After Kennedy made the motion to move forward with the RFQ process for legal services, Councilman Jimmy Meyers seconded it.
“This is just feeling the water out,” he said. “We don’t have to change anything.”
The council expressed a similar stance for engineering services. Councilman Bobby Brazier made the motion to advertise for RFQs, and Kennedy seconded it.
IN OTHER NEWS
The council also:
- authorized the temporary closure of 11th Street between Halsell Street and the alley to the north and the alley to the south 2 to 10 p.m. Thursday, Sept. 5, for Main Street Night Out.
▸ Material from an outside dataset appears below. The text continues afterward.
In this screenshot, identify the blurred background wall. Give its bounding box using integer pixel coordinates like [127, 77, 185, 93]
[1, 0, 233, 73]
The live radio remote and concert features Austin Allsup from 5 to 7 p.m. and also includes merchant specials and complimentary beverages.
- purchased health insurance for city employees from Blue Cross Blue Shield, with a 10 percent decrease in premiums; dental insurance from Guardian with a 7 percent increase; vision insurance from Superior Vision with a 4.95 percent increase; and life and accidental death and dismemberment insurance from Lincoln Financial at rate of 14 cents per $1,000 coverage. The combined rates provide $14,186.65 in savings for the city.
- extended to Aug. 31, 2015, an agreement with North Central Texas Council of Governments (NCTCOG) for 911 services. NCTCOG provides all 911 equipment, system upgrades and maintenance while the city is responsible for maintaining insurance on the equipment and sending dispatchers to training.
- approved an agreement with Gifford Electric Inc. for the annual preventative maintenance on the city’s outdoor warning system. Cost is $2,508.
- reviewed the Aug. 8-21 payment report in the amount of $741,573.53.